A widow and two sisters of a U.S. Marine officer killed in Afghanistan are suing Alec Baldwin.

The women are alleging the actor exposed them to a flood of social media hatred by claiming on Instagram that one sister was an “insurrectionist” for attending former President Donald Trump’s Washington, D.C. rally on January 6 of last year.

According to NBC, the sister by the name of Roice McCollum, protested peacefully and legally.

According to the lawsuit filed Monday in U.S. District Court in Cheyenne, she was not among those who stormed the U.S. Capitol that day and after being interviewed by the FBI, “was never detained, arrested, accused of or charged with any crime”

The lawsuit comes as Baldwin is immersed in an ongoing investigation into the death of a cinematographer and the wounding of a director on the set of the movie, Rust.

The finer details:

NBC is reporting that last year, Alec Baldwin sent Roice McCollum a $5,000 payment to help the widow of her brother, Marine Lance Cpl Rylee McCollum.
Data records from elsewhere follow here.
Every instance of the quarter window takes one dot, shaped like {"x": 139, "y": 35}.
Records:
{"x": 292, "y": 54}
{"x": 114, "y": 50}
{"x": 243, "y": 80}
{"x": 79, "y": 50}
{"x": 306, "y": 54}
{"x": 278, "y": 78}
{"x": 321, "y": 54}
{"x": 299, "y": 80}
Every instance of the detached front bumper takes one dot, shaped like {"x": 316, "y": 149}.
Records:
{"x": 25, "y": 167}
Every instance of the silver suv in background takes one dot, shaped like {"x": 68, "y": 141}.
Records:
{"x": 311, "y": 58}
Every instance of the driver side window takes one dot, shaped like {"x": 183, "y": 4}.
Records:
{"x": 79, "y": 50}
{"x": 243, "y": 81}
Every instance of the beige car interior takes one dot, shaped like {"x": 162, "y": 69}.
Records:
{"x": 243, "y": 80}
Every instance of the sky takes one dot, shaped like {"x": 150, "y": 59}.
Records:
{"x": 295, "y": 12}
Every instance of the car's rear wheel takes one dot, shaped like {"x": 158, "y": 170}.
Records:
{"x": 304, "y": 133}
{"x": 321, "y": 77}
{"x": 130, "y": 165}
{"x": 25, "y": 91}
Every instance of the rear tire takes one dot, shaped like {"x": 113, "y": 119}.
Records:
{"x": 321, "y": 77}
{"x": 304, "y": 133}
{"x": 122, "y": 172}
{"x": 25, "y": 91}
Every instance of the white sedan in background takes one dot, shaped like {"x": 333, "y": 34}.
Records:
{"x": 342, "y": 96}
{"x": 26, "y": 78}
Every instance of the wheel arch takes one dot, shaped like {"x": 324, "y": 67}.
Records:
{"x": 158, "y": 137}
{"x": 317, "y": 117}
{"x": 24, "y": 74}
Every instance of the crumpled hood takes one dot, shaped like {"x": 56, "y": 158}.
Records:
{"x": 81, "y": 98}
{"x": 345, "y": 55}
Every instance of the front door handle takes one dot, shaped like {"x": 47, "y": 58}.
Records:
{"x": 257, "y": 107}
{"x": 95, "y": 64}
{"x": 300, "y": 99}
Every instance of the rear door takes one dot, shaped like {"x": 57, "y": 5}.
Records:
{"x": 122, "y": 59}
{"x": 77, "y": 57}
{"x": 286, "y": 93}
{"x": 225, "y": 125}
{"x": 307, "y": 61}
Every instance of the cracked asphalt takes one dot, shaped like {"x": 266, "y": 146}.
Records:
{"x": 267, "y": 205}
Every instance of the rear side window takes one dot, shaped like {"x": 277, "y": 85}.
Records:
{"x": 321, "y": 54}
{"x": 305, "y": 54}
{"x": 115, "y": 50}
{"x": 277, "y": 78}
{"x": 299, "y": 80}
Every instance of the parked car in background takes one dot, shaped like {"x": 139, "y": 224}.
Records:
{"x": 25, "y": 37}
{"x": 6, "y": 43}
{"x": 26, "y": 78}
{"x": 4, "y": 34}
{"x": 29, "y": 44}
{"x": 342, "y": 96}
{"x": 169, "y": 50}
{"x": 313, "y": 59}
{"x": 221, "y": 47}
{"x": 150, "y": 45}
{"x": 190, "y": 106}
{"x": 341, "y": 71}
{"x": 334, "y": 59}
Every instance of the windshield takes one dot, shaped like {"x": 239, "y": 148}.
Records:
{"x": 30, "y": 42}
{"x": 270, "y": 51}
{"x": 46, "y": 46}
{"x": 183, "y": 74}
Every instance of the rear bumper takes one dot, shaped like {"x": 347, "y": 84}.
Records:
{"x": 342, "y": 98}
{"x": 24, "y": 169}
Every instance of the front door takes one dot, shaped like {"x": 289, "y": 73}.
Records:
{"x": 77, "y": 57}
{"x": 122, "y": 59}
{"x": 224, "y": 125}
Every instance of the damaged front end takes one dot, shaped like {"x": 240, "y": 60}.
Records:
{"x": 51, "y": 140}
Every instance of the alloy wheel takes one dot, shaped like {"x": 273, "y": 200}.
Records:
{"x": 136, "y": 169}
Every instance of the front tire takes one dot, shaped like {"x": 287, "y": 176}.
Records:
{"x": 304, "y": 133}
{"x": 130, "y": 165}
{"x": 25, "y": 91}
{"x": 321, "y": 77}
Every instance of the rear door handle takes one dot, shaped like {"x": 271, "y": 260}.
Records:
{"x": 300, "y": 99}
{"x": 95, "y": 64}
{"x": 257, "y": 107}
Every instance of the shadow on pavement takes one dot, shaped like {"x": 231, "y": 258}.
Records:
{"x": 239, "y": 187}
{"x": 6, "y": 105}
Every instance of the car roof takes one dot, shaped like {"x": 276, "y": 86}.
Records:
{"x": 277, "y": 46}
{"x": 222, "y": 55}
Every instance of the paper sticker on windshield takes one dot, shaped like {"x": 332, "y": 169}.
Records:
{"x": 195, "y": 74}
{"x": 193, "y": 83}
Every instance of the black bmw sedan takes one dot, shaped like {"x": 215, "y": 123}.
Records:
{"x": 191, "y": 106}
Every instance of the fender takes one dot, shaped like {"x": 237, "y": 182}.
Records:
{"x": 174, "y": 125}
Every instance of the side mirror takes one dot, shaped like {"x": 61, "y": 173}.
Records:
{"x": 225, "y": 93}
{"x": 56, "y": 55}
He was among 13 U.S. soldiers killed in a suicide bombing August 26 at the Kabul airport, according to the lawsuit.

On January 3 of this year, the lawsuit claims that the actor privately messaged Roice McCollum on Instagram soon after she posted an almost year-old photo of the Trump rally. The claim states that Baldwin was asking if she was the same woman who’d taken his donation.

The suit says McCollum confirmed she was at the protest and told Baldwin, “Protesting is perfectly legal.”

The suit says Baldwin responded by remarking that “her activities resulted in the unlawful destruction of government property, the death of a law enforcement officer, an assault on the certification of the presidential election,” and told McCollum that he’d reposted the photo to his 2.4 million Instagram followers.

After Baldwin shared the photo of the January 6 protest on social media. Roice McCollum got “hundreds upon hundreds of hateful messages,” including one telling her to “get raped and die” and that her brother “got what he deserved,” according to the lawsuit.